Where D’Artagnan Wakes Up in a Strange Bed; The Doubts of a Loving Heart; A Woman of Dazzling Beauty

D’ARTAGNAN woke up with his hand on a mound of silken-soft hair. He tugged at it, experimentally, and was answered with a low grunt that brought his eyes fully open and showed him someone who was most definitely not his Constance. For one, the person in his bed had dark hair. For another, from the width of the shoulders and the doublet stretched across them, he was male. He was also, as D’Artagnan realized, once he’d blinked the sleep from his eyes, Athos.

A glance above showed him he was in Athos’s bed, in Athos’s lodgings. And that Athos was asleep, curled entirely away from him, save for his loosened curls. Athos was still wearing his full day attire, including his sword, in its sheath strapped at his waist, which bespoke his either having collapsed on the bed, dead tired, or his having been carried to the bed by Porthos and Aramis, who probably had carried D’Artagnan to bed also.

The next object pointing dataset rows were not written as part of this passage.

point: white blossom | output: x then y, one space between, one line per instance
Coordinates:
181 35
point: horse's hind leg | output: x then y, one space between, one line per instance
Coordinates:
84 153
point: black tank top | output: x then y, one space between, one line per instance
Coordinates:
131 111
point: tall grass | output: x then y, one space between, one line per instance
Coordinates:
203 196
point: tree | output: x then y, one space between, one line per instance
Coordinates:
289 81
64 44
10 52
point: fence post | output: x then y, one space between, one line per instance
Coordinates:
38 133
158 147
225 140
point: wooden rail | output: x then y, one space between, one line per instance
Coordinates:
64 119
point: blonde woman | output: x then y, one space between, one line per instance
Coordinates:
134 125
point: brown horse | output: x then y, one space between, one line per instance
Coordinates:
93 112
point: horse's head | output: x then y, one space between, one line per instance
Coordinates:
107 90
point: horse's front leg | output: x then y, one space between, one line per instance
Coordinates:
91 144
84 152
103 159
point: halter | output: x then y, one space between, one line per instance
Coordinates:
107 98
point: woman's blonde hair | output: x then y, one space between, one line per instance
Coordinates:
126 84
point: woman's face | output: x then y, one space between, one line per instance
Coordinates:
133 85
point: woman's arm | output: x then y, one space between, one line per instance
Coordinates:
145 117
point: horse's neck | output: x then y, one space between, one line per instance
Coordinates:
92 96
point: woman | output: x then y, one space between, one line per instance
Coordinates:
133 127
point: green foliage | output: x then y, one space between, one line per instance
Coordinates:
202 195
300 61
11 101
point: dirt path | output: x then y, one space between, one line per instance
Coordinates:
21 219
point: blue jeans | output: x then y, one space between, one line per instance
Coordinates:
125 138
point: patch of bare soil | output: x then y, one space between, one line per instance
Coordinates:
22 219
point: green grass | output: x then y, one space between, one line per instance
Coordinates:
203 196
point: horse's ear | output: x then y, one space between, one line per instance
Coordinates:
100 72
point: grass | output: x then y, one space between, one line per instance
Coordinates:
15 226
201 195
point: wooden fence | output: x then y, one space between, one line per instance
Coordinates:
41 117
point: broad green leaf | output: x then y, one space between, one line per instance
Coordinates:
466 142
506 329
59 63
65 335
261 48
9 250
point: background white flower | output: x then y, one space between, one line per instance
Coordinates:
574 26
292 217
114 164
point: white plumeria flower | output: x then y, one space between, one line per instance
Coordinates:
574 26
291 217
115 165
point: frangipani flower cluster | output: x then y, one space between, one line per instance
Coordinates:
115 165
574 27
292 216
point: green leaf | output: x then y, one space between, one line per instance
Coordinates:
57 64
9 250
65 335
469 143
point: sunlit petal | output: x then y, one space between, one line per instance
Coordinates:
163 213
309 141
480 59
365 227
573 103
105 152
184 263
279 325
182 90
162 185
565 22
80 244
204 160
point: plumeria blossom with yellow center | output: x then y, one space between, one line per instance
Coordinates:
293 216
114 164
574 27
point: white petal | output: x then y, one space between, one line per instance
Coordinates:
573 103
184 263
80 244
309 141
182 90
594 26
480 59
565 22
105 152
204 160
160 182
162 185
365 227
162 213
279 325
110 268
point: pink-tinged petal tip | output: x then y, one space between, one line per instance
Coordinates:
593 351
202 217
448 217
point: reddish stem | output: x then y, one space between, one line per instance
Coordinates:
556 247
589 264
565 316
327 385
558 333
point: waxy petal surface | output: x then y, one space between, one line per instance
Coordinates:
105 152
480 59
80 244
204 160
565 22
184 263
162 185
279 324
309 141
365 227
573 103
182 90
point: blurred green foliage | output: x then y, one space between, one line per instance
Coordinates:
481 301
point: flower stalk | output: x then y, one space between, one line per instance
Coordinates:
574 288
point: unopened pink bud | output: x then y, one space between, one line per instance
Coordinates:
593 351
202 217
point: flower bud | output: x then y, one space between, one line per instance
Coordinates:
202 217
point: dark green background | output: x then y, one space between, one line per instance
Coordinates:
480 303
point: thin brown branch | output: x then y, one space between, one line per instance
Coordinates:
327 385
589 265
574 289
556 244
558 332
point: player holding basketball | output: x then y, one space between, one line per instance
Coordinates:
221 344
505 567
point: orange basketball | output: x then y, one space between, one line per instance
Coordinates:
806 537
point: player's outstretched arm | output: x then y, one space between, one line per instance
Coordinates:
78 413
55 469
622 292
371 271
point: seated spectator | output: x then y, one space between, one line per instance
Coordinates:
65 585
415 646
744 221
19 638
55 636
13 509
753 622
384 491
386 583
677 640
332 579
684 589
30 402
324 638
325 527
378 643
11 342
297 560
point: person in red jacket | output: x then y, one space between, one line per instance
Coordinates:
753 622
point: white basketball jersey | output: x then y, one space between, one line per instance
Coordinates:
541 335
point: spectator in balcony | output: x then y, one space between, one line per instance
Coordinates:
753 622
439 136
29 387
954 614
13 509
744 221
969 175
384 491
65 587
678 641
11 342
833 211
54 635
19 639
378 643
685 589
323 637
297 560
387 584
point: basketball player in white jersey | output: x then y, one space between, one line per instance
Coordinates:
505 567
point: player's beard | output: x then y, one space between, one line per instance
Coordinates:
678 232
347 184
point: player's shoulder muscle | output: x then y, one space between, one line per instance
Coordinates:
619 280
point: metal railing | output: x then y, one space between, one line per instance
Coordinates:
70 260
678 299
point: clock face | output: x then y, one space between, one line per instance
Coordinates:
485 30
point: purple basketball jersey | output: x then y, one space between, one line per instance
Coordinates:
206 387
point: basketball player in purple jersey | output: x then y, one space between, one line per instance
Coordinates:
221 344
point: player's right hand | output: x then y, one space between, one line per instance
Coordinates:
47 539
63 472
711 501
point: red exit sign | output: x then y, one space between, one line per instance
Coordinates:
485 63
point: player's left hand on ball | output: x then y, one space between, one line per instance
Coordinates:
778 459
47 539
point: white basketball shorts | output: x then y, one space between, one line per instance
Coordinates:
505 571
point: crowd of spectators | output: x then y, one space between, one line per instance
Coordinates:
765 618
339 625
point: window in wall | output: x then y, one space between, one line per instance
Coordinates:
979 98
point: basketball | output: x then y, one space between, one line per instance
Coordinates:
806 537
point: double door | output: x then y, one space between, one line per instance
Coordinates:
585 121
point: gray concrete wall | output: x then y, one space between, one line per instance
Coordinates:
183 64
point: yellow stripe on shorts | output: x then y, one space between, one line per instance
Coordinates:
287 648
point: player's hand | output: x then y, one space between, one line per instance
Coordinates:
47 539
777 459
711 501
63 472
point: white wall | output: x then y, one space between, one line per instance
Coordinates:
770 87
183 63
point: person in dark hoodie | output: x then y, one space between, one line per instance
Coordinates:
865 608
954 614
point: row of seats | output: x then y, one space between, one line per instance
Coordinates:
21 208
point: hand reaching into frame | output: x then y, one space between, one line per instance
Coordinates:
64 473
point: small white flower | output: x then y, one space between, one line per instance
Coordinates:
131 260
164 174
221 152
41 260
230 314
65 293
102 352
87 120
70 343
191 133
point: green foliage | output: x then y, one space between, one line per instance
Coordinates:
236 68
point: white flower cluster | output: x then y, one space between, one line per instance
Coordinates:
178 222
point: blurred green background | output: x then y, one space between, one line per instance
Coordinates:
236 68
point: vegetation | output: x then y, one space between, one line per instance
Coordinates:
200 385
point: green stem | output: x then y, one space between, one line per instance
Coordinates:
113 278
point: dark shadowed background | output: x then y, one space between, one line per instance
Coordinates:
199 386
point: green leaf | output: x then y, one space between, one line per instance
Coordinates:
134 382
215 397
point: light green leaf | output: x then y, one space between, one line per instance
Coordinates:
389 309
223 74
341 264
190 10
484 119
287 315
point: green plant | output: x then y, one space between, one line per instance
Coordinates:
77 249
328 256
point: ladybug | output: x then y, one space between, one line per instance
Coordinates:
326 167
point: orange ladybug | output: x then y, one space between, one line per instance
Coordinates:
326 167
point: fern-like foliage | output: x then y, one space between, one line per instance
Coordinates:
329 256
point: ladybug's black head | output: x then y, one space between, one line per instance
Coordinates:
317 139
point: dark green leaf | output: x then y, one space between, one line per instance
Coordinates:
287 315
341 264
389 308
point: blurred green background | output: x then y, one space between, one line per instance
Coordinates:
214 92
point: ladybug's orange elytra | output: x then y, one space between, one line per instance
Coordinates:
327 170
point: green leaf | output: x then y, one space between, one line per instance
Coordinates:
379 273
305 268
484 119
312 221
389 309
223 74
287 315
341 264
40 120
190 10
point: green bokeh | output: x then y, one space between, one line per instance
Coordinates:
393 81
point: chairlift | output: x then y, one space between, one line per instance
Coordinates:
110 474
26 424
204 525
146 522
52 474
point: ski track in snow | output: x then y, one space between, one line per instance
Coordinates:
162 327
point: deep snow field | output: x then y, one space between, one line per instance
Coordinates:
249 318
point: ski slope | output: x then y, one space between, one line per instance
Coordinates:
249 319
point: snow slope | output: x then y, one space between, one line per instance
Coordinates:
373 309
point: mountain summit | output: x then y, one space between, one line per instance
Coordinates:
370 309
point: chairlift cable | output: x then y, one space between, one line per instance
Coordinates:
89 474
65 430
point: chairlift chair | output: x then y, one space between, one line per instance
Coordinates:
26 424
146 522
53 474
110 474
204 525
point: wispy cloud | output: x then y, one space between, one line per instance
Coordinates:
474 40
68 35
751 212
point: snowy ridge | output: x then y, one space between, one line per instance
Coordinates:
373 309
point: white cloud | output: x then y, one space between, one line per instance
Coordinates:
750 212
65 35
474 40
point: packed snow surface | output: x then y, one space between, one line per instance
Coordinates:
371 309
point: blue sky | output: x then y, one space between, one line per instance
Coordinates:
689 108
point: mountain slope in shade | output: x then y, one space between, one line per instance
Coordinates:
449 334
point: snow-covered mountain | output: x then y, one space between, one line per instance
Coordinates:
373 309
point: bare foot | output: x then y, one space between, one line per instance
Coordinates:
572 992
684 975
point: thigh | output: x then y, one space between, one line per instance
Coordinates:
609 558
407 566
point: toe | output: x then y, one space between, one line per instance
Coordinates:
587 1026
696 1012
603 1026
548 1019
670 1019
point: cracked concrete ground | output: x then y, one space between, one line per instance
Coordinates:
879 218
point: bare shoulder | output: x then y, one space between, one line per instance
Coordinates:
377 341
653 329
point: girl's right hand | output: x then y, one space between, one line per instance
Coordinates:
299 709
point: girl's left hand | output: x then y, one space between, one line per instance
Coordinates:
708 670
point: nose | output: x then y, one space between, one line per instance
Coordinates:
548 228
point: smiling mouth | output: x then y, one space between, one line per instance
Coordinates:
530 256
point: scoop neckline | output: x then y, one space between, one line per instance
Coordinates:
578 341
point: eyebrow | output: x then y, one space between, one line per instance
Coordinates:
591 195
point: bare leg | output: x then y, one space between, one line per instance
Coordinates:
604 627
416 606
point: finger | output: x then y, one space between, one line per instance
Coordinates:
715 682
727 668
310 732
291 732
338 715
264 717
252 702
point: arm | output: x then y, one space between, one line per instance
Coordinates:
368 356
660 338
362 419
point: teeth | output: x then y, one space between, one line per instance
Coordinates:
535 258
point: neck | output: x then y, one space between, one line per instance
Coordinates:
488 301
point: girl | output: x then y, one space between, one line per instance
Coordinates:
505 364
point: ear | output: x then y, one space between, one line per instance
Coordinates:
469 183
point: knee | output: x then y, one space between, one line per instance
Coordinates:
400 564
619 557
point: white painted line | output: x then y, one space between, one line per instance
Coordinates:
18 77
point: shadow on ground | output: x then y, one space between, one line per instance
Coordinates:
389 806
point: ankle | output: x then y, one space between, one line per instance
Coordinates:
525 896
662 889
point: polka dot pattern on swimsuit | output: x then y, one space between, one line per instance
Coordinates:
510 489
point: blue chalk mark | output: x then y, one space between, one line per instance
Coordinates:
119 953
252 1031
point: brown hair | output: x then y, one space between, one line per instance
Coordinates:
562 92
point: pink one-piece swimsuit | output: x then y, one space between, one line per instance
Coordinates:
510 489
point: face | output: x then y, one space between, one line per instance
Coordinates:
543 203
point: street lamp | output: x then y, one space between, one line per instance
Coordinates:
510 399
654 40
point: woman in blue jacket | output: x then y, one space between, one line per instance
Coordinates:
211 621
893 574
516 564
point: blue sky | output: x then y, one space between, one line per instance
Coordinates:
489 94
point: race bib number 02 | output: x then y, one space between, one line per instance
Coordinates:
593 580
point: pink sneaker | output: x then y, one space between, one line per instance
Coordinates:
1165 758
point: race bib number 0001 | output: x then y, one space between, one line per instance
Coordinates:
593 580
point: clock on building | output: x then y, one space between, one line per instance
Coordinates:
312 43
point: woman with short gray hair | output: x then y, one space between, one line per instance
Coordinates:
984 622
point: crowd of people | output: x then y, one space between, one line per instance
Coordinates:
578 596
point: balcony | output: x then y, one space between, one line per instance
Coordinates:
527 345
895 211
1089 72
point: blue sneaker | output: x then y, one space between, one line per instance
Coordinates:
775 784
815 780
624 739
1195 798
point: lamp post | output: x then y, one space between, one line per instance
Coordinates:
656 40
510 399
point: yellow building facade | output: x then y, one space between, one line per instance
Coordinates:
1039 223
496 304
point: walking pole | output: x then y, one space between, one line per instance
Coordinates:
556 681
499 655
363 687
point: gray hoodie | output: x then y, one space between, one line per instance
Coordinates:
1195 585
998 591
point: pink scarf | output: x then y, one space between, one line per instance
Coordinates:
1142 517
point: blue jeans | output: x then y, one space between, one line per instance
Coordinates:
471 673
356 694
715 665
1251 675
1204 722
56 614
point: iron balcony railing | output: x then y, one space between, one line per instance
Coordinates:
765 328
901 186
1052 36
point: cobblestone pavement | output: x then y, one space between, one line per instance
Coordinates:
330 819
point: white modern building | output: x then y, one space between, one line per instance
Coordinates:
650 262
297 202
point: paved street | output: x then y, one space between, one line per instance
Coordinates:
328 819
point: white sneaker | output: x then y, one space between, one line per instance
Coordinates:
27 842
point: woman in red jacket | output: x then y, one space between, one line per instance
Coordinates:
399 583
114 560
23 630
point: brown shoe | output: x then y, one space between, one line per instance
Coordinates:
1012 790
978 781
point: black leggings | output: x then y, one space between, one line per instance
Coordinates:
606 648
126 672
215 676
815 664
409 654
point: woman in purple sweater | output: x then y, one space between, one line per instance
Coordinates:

D’Artagnan sat up, experimentally, to a chorus of what sounded like bells, and a pull of nausea from his stomach. His eyes hurt with the light. His arm hurt too, but he wasn’t so confused he did not remember he’d got wounded the day before in a duel. He’d been about to go see Constance. He remembered that. And then there had been men in black cloaks who fought as if possessed by the devil. And he had got wounded. After that, Porthos and Aramis had brought him to Athos’s place, and they’d proceeded to make him drink more alcohol than he’d ever drunk before. And since he’d met the three musketeers, he’d drank quite a bit of liquor in almost painfully strange combinations.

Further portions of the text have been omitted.